- Directed by: Tamar Shavgulidze
- Written by: Tamar Shavgulidze
- Produced by: Tekla Matchavariani; Aleksandre Shervashidze;
- Starring: Nino Kasradze; Ketevan Gageshidze; Mariam Iremashvili; Nina Mazodier; Ekaterine Kalatozishvili;
- Cinematography: Giorgi Shvelidze
- Edited by: Nodar Nozadze
- Production companies: Georgian National Film Centre; Nushi Film;
- Distributed by: MUBI (United Kingdom)
- Release date: September 7, 2019 (TIFF);
- Running time: 70 minutes
- Country: Georgia
- Language: Georgian
- Budget: €45,000

= Comets (film) =

Georgian drama film

Comets (Georgian: კომეტები, K'omet'ebi) is a 2019 Georgian drama film written and directed by Tamar Shavgulidze in her screen debut. The film follows two women who are reunited after thirty years following a brief romantic relationship as teenagers, during which time one has moved abroad and become a restaurateur, while the other has remained in Georgia, married and had children. The film premiered at the 2019 Toronto International Film Festival.

== Synopsis ==
Nana is preparing for the arrival of her son Giorgi and his family when her childhood friend Irina, with whom she had a secret love affair as a teenager, stops by her home in the countryside outside Tbilisi on her way to the airport to return to her home in Kraków. The women talk about the three decades that have passed: Irina moved to Europe, witnessing the fall of the Berlin Wall and living in Germany and Portugal before taking over her father's restaurant business in Poland upon his death; while Nana remained in their hometown through several wars, married and had two children - including a daughter secretly named after Irina - before being widowed seven years earlier. During their conversations, flashbacks are shown of their adolescence in Nana's garden.
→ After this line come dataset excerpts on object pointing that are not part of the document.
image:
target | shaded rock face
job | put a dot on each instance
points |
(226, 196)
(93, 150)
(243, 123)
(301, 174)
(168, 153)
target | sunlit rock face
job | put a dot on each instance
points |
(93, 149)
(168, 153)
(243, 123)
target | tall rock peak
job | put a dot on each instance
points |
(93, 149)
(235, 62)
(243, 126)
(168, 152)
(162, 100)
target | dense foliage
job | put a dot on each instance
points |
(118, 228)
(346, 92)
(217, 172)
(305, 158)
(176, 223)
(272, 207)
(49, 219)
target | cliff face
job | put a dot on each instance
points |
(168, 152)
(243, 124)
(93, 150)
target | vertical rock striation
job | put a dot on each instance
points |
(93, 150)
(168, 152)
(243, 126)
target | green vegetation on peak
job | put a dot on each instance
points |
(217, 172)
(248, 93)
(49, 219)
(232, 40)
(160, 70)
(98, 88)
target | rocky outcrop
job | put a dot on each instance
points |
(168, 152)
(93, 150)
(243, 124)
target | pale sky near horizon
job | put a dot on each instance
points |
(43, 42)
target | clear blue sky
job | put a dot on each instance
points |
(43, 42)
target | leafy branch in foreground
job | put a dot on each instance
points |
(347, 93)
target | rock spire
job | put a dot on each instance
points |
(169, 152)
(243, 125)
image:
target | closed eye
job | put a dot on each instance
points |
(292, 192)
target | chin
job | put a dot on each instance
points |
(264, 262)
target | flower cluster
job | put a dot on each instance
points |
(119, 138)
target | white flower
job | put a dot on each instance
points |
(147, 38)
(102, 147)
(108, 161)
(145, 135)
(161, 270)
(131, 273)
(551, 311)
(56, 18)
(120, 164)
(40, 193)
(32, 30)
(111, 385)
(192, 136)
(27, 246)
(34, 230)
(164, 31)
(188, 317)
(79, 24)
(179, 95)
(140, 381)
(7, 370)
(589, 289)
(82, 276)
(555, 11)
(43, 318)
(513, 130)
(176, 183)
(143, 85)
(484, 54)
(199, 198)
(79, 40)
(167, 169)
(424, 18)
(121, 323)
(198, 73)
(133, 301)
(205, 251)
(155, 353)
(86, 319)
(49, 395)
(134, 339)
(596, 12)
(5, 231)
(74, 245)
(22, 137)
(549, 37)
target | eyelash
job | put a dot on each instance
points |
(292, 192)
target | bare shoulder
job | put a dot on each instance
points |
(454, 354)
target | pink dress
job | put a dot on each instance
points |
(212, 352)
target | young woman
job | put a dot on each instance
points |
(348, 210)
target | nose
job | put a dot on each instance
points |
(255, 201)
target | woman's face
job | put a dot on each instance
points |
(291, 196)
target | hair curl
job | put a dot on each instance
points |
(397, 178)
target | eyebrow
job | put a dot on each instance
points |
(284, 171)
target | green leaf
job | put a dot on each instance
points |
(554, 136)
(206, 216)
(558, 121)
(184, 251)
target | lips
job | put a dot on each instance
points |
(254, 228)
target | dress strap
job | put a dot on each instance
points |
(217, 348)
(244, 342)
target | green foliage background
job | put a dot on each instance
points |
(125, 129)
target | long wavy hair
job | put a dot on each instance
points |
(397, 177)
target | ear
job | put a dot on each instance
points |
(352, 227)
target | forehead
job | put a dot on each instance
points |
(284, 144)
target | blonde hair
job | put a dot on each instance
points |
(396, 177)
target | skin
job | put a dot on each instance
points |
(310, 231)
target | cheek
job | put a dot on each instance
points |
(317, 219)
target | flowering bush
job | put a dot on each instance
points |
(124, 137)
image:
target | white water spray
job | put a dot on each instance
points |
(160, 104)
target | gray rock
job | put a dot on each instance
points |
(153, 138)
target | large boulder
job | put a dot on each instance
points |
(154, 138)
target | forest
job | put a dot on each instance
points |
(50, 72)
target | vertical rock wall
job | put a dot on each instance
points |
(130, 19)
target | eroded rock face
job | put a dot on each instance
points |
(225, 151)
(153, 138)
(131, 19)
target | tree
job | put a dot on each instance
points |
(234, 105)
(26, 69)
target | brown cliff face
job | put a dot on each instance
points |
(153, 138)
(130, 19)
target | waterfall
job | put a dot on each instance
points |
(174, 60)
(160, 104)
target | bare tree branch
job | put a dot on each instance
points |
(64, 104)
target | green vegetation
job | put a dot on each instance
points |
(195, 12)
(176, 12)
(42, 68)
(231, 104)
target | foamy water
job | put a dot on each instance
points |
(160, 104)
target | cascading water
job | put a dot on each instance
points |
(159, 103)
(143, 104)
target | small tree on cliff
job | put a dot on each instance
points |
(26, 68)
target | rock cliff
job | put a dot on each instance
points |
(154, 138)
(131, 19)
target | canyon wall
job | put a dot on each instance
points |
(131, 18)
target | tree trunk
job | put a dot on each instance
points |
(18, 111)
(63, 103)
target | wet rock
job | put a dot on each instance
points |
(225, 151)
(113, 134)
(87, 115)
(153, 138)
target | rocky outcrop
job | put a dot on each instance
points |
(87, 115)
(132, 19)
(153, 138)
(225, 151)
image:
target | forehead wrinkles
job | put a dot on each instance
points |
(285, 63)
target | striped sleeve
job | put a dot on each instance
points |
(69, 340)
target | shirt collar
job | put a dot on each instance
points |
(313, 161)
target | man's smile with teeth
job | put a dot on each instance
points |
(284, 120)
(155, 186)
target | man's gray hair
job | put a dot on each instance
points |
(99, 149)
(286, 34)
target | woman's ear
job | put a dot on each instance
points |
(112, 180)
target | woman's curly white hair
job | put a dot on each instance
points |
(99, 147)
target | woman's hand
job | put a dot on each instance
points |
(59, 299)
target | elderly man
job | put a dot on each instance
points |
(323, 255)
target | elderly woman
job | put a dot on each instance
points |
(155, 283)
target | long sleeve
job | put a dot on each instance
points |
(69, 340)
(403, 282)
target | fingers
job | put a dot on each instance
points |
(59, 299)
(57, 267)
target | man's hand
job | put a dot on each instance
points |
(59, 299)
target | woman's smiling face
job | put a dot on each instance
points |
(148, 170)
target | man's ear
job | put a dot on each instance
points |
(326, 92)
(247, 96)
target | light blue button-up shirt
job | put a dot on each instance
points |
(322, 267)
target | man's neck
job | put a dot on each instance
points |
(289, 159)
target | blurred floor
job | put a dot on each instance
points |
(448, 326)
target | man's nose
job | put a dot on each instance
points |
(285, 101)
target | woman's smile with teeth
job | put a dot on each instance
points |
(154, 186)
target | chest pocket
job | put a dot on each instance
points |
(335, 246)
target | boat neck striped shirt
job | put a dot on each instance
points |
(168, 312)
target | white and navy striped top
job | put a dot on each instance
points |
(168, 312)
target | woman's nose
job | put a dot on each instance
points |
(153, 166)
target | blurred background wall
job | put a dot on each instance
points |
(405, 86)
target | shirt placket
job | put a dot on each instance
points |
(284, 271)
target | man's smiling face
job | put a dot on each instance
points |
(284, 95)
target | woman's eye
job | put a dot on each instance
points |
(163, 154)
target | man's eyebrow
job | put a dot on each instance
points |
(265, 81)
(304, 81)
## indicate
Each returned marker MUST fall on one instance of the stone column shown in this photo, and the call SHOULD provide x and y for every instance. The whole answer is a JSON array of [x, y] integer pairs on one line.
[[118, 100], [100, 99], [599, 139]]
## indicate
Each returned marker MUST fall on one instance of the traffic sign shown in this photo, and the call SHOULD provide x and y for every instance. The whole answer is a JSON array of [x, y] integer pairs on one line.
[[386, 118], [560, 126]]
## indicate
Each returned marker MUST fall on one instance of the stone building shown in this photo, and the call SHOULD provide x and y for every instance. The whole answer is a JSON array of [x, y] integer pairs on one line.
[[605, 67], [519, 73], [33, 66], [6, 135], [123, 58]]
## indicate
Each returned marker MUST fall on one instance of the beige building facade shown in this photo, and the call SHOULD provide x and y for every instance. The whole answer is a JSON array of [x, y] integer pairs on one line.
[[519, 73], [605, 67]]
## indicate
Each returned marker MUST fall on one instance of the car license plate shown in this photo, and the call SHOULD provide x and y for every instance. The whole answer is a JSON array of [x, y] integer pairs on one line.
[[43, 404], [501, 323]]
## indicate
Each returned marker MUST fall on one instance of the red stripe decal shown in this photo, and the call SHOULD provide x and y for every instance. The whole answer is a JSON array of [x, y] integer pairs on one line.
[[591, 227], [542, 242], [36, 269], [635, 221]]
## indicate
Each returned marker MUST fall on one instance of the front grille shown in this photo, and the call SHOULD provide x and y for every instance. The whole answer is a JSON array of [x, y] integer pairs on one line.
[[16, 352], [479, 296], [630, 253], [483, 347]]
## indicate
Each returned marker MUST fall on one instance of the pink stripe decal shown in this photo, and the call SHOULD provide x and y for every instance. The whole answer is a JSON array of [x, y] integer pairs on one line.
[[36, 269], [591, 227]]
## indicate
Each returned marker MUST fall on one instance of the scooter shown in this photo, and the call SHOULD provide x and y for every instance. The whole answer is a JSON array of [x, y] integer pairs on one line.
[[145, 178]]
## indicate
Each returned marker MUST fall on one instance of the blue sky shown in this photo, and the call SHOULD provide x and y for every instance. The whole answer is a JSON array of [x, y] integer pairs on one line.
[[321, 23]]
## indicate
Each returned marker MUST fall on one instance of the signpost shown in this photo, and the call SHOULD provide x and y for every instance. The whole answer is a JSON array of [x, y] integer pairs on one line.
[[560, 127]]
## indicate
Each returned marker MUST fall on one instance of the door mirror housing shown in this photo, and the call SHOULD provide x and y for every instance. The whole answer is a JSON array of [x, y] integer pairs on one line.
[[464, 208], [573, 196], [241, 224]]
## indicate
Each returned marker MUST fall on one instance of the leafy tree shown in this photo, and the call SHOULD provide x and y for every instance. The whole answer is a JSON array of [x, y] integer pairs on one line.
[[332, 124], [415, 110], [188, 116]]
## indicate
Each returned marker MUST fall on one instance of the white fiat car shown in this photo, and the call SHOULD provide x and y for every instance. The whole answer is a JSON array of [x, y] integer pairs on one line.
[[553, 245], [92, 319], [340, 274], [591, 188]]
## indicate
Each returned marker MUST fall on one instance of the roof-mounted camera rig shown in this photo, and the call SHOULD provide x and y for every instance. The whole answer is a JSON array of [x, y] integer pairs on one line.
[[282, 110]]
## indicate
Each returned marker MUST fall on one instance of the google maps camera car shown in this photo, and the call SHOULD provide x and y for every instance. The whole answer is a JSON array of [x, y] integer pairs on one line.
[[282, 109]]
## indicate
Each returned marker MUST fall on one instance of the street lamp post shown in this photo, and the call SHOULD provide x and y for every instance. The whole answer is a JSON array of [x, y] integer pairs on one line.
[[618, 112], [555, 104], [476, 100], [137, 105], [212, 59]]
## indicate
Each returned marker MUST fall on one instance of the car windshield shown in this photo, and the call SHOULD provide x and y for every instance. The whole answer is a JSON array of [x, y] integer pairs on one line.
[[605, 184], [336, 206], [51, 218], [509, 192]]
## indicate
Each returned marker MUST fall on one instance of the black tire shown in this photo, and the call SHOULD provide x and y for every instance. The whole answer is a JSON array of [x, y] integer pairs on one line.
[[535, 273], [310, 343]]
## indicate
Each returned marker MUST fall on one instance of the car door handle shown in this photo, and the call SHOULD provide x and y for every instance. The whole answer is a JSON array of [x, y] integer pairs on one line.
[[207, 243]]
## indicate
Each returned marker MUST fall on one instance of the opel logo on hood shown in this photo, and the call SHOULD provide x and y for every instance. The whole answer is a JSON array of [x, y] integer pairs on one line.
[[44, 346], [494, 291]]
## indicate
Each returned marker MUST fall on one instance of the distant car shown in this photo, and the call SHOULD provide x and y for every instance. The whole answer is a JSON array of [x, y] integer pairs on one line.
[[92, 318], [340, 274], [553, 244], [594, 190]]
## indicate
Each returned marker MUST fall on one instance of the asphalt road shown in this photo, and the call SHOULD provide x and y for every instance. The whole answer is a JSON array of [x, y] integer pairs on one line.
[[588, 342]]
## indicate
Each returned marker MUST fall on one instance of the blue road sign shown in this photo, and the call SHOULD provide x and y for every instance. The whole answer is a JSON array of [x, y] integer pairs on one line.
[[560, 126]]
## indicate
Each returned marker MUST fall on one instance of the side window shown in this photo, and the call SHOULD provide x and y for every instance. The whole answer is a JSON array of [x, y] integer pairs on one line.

In the present, the two share a kiss before being interrupted by Nana's daughter returning home. The film ends with the recreation of a sci-fi film that the younger versions of Nana and Irina watched in Nana's garden.

== Cast ==

- Nino Kasradze as Irina, a Georgian woman who has long emigrated to Kraków, where she runs a restaurant business.
  - Mariam Iremashvili as young Irina
- Ketevan Gegeshidze as Nana, Irina's widowed childhood friend, who has remained in their village in Georgia and has had children and grandchildren.
  - Nina Mazodier as young Nana
- Ekaterine Kalatozishvili as Irina, Nana's daughter, named after her former lover.

== Production ==
The film's title comes from the poem "The Night Dances" written by Sylvia Plath. It was filmed on location in Georgia in 2018, with post-production being completed the following year.

== Release ==
Comets premiered at the Toronto International Film Festival in September 2019; it was subsequently screened at the Queer Lisboa International Queer Film Festival and the Prague International Film Festival, both in 2020.

Comets was also shown at the Tbilisi International Film Festival in December 2019; its premiere received some press attention after the anti-gay group For a United and Moral Georgia picketed the film, in addition to the also-LGBT themed And Then We Danced. The organisation's spokesman criticised Comets as "homosexual propaganda".

== Reception ==
Comets received broadly positive reviews from critics internationally. Alex Heaney from Seventh Row gave the film a rave review, naming it one of the best films at the 2019 Toronto International Film Festival still seeking distribution, describing it as "quiet" and "lovely". Peter Bradshaw in The Guardian awarded the film three stars, describing it as a "strangely affecting drama" and an "interesting experiment in the alternative reality that is love". Madeline Wall, writing in Cinema Scope, praised Shavgulidze's direction and the film's use of flashbacks, though ultimately found it "doesn't quite live up to its ambitions". Nafees Ahmed, writing for High On Films, awarded the film four stars, praising the work of the crew, including Nodar Nozadze's editing and Giorgi Shvelidze's cinematography.

In a negative review, Wendy Ide in Screen Daily criticised the film as being "slow-moving", calling Shavgulidze's writing and directing as "understated" and "low-key", putting a burden on the cast that they "[struggled] to meet".

== Awards ==
Shavgulidze was nominated for Best Screenplay at the 2019 Asia Pacific Screen Awards.